I've also pre-ordered some books! I haven't bought any since the last book fair, in April. Almost two months! That must be some sort of record for me. Although, actually, it's a bit inaccurate, since I've purchased at least five for my Kindle app...

Here are the books due to arrive at the end of August
(The Story of Kullervo is actually by J. R. R. Tolkien, edited by Verlyn Flieger):

Which poems and stories have you been reading?


You have some reading ahead of you.
I guess everything does eventually break. Or die.
M Pax said…
Love what you shared from what you saved. Very profound and emotional.
Denise D. Young said…
Powerful words. Thanks for sharing. I love the idea of trying to read a poem a day. Though I write fiction these days, I still love poetry deeply and think it deserves a place of honor in our lives.

I admire you for going two months in between book purchases. It's been a while since I've gone that long, as evidenced by the many, many books I own. I just bought one today, actually (a free Kindle copy of Christina Rossetti's "The Goblin Market" and other works). I'll have to see how long I can go.

Great post!
Denise Covey said…
Happy editing, Deniz! The fun part of writing I think, but I know not everyone agrees. I'm a great poetry fan, and I have been enjoying reading regular poems by blogger friend Nilanjana Bose. Don't know if you know her. She writes about what she sees in the world today. I hosted her on my blog last week. Wish I could write poetry!

Heh,heh, I came across Sylvia Day who has a series out very Fifty Shades. Erotic,but enjoyable, not my usual fare,but made a nice change from the heavy books I usually prefer.

Denise :-)
Erin Z. said…
I love reading and writing poetry. I love the quote above. ;)

Reading a poem a day is a great idea.

Nice job on your goals this round.
Cindy Scott said…
That is some powerful words. Been following Amanda's travel lately, and actually got to meet her and Neil in Cambridge when The Art of Asking came out. While I didn't know much of Anthony outside of what Amanda spoke of, he seems/seemed a powerful soul.

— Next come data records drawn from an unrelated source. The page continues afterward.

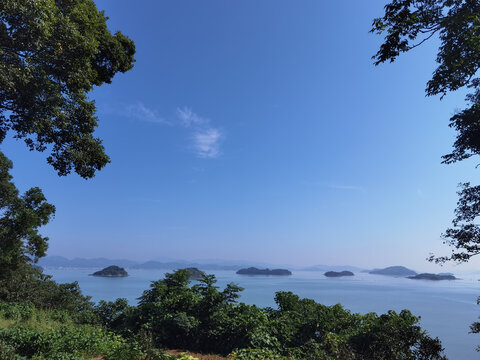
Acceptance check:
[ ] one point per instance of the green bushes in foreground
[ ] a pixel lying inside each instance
(173, 314)
(201, 318)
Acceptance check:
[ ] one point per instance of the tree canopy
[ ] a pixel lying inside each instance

It's been a little of everything with reading, writing, and some editing. Trying to keep is real and alive.

Peace Deniz! :-)
Deniz Bevan said…
Thanks everyone! I wanted to share the entire poem, but wasn't sure of the copyright.
I'd really recommend Anthony's books. I'm glad I "met" him through Amanda.
Lucky you got to meet her, Cindy! Neil did a reading and signing in Montreal that I got to attend, but haven't been able to see any of Amanda's shows yet...
Hi Deniz - gosh you mix and match ... and how interesting to read about Anthony Martignetti ... his book of memoirs sounds fascinating.

Well done on finishing the short story ... while the first line could well be so true - frightening.

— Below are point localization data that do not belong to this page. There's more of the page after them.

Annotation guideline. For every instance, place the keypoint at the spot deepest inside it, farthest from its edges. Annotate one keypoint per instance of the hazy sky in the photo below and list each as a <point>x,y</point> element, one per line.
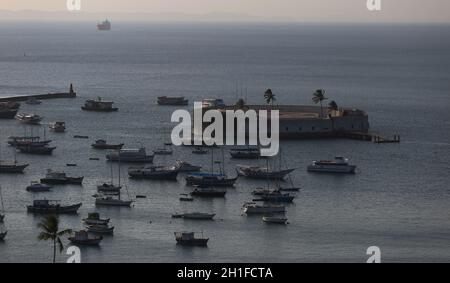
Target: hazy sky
<point>296,10</point>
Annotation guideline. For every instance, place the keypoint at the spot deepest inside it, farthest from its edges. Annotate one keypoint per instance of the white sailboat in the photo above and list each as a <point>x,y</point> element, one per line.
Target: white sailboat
<point>2,216</point>
<point>2,211</point>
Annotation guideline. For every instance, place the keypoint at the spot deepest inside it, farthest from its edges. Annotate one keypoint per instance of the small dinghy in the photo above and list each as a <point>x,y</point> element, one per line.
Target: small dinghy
<point>35,187</point>
<point>83,238</point>
<point>274,220</point>
<point>101,229</point>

More books ... lots more to enjoy .. while as you read, lots of new ideas will come to mind for more stories ...

Good luck with your summer reading by the long light evenings .. cheers Hilary
Click said…
I like the idea of reading a poem a day. I normally go ages without reading any poetry and thing binge read loads of it.

I've fallen a bit behind on my reading recently; I spent about ten days slowly plodding through Terry Pratchett's Raising Steam but now I'm reading Tess of the d'Urbervilles. I tried reading it many years ago, got part way through and stopped but I'm enjoying it this go around.

Cait @ Click's Clan
Nas said…
All the best with your editing Deniz. I've just finished one editing project and it turned into this 600 page huge story. Editing it was fun! And it's slotted for July 1st release.

But alas, my reading time dwindles to so little nowadays.
Cherie Reich said…
Those lines are powerful. I can see why you kept them.
S.P. Bowers said…
I have to admit my poetry reading is limited. I used to read a lot more, now I tend to stick to Sara Teasdale and Edna St Vincent Millay.I need to reconnect with a lot of my favorite Russian poets.
Deniz Bevan said…
Thanks all! Ooh, I should reread some Hardy and some Edna St Vincent Millay too. Haven't read nearly enough by either author.